No candle pattern "always rises/falls when it appears". Trading mechanically off pattern slogans is a common way beginners lose money. Patterns have to be read together with position, volume and timeframe, and they're always odds, never certainty. Crypto swings hard, and contracts with leverage can wipe out all of your capital, and then some. Everything here is chart-reading education, not investment advice, and we don't predict moves.
How a beginner uses them: recognise, don't act
After all that "don't trust it", what are patterns even for? Three honest jobs for a beginner:
- The first goal is to recognise them. Being able to glance at a chart and say "that's a doji", "those two are a bullish engulfing" is enough. You learn them to follow what other people are talking about, not to act on them.
- A starting point for looking, not an end point. See a reversal pattern, and what comes next is checking its position, checking whether volume backs it, switching to a bigger timeframe to look again — not placing an order on the spot. A pattern is the cue to "start observing", not the answer that "ends the thinking".
- Always think risk before pattern. What really decides whether you make or lose money isn't getting a few patterns right; it's whether you've kept risk in check — deciding before you buy where you'll admit you were wrong and the most you'll lose. That part matters more than every pattern; see the risk calculator.
In the end, patterns are the "vocabulary" of reading charts — knowing a few more words helps you make better sense of the picture. But knowing words isn't the same as writing essays. Reading one candle, a single trend, and the volume-price relationship fluently is worth far more than memorising a hundred pattern names. To get the basics solid, a run back through how to read a candlestick chart never hurts.
Spotting them on OKX
The best way to learn patterns is to find them one by one on a real chart. Take OKX (formerly OKEx) as the example — you can scroll the history freely, it's easy on the eyes, and it has a demo account:
Step 1: open any pair, switch to daily
Patterns on a bigger timeframe are cleaner; skip small ones like the 5-minute to start.
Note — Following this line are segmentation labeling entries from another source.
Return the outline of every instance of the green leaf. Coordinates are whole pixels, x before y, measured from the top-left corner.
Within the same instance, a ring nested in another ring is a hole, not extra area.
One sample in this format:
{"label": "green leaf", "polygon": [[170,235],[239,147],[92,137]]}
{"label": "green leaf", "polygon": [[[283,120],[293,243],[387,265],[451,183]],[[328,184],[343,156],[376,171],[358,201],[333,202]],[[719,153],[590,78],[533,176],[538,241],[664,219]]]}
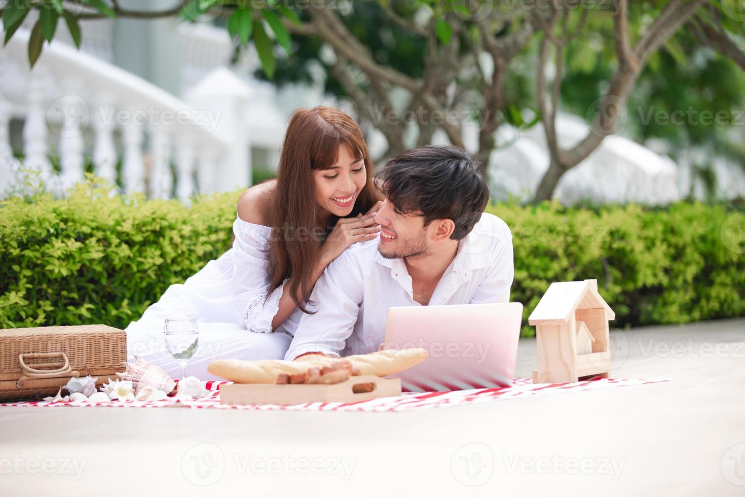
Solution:
{"label": "green leaf", "polygon": [[437,34],[437,37],[447,45],[450,42],[450,37],[453,35],[453,28],[450,27],[447,21],[440,19],[434,25],[434,31]]}
{"label": "green leaf", "polygon": [[679,64],[685,66],[688,63],[688,59],[685,57],[685,50],[677,39],[670,38],[665,42],[665,48]]}
{"label": "green leaf", "polygon": [[280,4],[279,12],[282,13],[282,16],[288,18],[295,24],[298,25],[302,24],[302,22],[300,21],[300,18],[297,16],[297,14],[291,10],[290,8],[288,7],[286,5]]}
{"label": "green leaf", "polygon": [[80,40],[83,37],[83,33],[80,31],[80,22],[77,18],[69,10],[65,10],[65,12],[63,13],[63,15],[65,16],[65,22],[67,23],[67,28],[70,31],[70,36],[72,37],[72,41],[74,42],[75,46],[80,48]]}
{"label": "green leaf", "polygon": [[5,39],[3,42],[4,46],[13,34],[16,32],[18,27],[23,22],[24,18],[28,13],[28,5],[25,2],[8,2],[7,5],[2,11],[2,26],[5,31]]}
{"label": "green leaf", "polygon": [[200,16],[209,11],[219,0],[192,0],[184,5],[179,11],[181,19],[186,21],[196,21]]}
{"label": "green leaf", "polygon": [[259,52],[259,60],[261,62],[261,68],[267,77],[271,79],[274,75],[274,69],[276,67],[276,60],[274,59],[274,45],[269,39],[264,26],[261,21],[256,21],[253,23],[253,42],[256,45],[256,51]]}
{"label": "green leaf", "polygon": [[261,10],[261,15],[264,16],[264,19],[267,19],[269,27],[274,31],[274,35],[277,37],[279,45],[285,47],[285,50],[288,53],[290,53],[290,34],[285,29],[279,16],[273,10],[267,10],[266,9]]}
{"label": "green leaf", "polygon": [[42,25],[40,21],[37,21],[31,29],[31,36],[28,38],[28,63],[33,68],[37,63],[37,60],[42,54],[42,48],[44,46],[44,36],[42,34]]}
{"label": "green leaf", "polygon": [[104,0],[83,0],[83,1],[104,16],[107,16],[111,19],[116,18],[116,14],[114,13],[114,10],[111,8],[111,6],[104,1]]}
{"label": "green leaf", "polygon": [[63,10],[62,8],[63,1],[64,1],[64,0],[51,0],[49,2],[51,4],[51,6],[54,7],[54,11],[57,12],[57,14],[61,14]]}
{"label": "green leaf", "polygon": [[238,37],[244,45],[248,45],[248,40],[251,39],[253,27],[253,21],[249,9],[238,7],[228,19],[228,33],[231,37]]}
{"label": "green leaf", "polygon": [[28,13],[28,3],[22,1],[10,1],[2,11],[2,27],[7,28],[14,24],[23,21],[23,18]]}
{"label": "green leaf", "polygon": [[54,31],[57,30],[57,21],[60,19],[60,14],[57,10],[54,10],[48,7],[42,6],[39,9],[39,22],[42,25],[42,34],[44,38],[51,42],[54,37]]}

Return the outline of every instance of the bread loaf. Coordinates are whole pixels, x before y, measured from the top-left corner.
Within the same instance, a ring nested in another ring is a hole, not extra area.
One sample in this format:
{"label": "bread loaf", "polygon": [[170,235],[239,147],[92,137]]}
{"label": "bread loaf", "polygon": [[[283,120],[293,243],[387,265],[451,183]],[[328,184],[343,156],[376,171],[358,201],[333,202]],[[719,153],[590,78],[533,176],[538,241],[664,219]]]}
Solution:
{"label": "bread loaf", "polygon": [[[361,375],[387,376],[416,366],[428,356],[429,353],[424,349],[404,349],[402,350],[387,349],[370,354],[347,355],[343,358],[345,361],[349,361],[352,367],[359,370]],[[295,362],[325,366],[338,360],[335,358],[318,354],[308,354],[297,358]]]}
{"label": "bread loaf", "polygon": [[418,364],[426,359],[428,355],[424,349],[405,349],[349,355],[343,359],[317,354],[303,355],[296,361],[218,359],[209,363],[207,371],[236,383],[277,383],[278,378],[280,382],[288,382],[288,379],[285,376],[280,378],[280,375],[288,377],[305,375],[311,368],[334,367],[339,361],[346,361],[352,364],[355,374],[358,374],[358,370],[359,374],[386,376]]}
{"label": "bread loaf", "polygon": [[276,383],[280,374],[291,376],[307,373],[312,366],[279,359],[218,359],[209,363],[207,371],[235,383]]}

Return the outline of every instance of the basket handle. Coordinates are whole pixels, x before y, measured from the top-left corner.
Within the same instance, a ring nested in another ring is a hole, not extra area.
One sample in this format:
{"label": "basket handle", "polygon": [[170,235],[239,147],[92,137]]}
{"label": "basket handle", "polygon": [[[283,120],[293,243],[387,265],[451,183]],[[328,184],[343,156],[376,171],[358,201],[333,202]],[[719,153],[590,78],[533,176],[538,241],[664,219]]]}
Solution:
{"label": "basket handle", "polygon": [[[52,363],[37,364],[36,367],[32,367],[25,362],[28,359],[50,359],[52,358],[57,358],[58,361]],[[67,358],[67,354],[63,352],[27,352],[25,354],[19,354],[18,361],[21,364],[21,369],[23,370],[23,375],[16,382],[17,386],[20,386],[21,382],[27,379],[38,378],[59,378],[60,376],[77,377],[80,376],[80,373],[77,371],[73,371],[72,368],[70,367],[70,361]],[[38,369],[41,366],[55,366],[60,364],[60,362],[62,362],[62,365],[57,369]]]}

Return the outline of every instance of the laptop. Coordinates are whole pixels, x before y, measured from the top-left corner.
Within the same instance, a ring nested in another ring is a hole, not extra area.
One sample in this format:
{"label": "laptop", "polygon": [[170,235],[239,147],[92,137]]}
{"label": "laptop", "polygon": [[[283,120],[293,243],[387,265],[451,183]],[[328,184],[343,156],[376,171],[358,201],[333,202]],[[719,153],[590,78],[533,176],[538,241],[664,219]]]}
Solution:
{"label": "laptop", "polygon": [[515,375],[522,304],[391,307],[384,349],[425,349],[424,361],[387,378],[404,391],[509,387]]}

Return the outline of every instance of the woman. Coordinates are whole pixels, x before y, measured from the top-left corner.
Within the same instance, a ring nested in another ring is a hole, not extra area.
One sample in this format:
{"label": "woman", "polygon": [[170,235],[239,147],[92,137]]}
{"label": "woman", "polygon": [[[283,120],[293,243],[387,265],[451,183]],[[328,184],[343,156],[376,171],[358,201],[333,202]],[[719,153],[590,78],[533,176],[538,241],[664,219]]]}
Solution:
{"label": "woman", "polygon": [[291,340],[282,323],[299,322],[326,265],[378,236],[373,168],[349,115],[325,107],[296,111],[276,180],[238,200],[232,247],[130,323],[130,360],[141,355],[177,376],[163,327],[180,317],[196,319],[200,332],[188,375],[213,379],[206,367],[216,358],[282,358]]}

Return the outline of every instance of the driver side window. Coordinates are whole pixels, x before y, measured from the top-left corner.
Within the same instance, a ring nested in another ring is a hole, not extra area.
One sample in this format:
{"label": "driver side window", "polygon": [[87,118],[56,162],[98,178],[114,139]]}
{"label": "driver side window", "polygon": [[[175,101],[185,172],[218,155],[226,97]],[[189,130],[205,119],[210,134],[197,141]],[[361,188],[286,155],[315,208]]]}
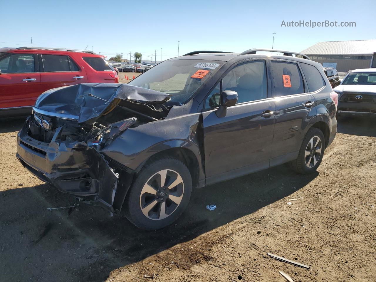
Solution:
{"label": "driver side window", "polygon": [[[232,68],[222,79],[222,91],[233,90],[238,93],[239,104],[267,97],[267,83],[264,61],[248,62]],[[219,106],[218,83],[205,101],[205,108]]]}

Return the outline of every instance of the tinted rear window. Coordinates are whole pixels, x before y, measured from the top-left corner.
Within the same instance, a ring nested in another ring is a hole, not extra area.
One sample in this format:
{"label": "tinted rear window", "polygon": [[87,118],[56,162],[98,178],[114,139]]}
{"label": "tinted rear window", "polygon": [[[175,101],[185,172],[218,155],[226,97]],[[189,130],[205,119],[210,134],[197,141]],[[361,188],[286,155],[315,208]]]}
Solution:
{"label": "tinted rear window", "polygon": [[276,97],[304,92],[303,81],[298,65],[295,63],[272,61]]}
{"label": "tinted rear window", "polygon": [[102,58],[84,57],[83,60],[97,71],[109,71],[112,70],[108,62]]}
{"label": "tinted rear window", "polygon": [[325,83],[324,79],[318,70],[315,67],[303,63],[300,63],[300,67],[304,73],[304,76],[310,92],[316,91],[325,86]]}
{"label": "tinted rear window", "polygon": [[45,72],[70,71],[68,56],[59,55],[42,55]]}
Step 2: scroll left through the history
Work slowly back and try to pick out hammers, dojis and engulfings one at a time.
Step 3: read it together with the position
Once you find a pattern, note whether it's at a peak, a trough or halfway up, and feel how "position changes the meaning".
Step 4: use the demo account, just watch — no real orders
Record what the price did after the pattern appeared, and tally for yourself how accurate it really is.
The more you spot, the more you notice one thing: in a real chart, there really aren't many "textbook-pretty" patterns — most are ambiguous. That's a good thing — it cures the urge to "see a pattern and want to trade". To get a single candle down even more deeply, read what one candle is telling you, which is the foundation under every pattern.
Find these patterns one by one on the history
You won't lock patterns in from diagrams alone; you have to dig for them in real markets. OKX lets you scroll candle history freely and has a free demo account, so you can spot patterns and watch how accurate they really are with virtual funds — without spending a cent.
Open a practice account on OKX →Contains a referral link (invite code OK3188). We're not affiliated with OKX; whether you sign up, and your fees, are unaffected. Crypto carries risk — assess it for yourself.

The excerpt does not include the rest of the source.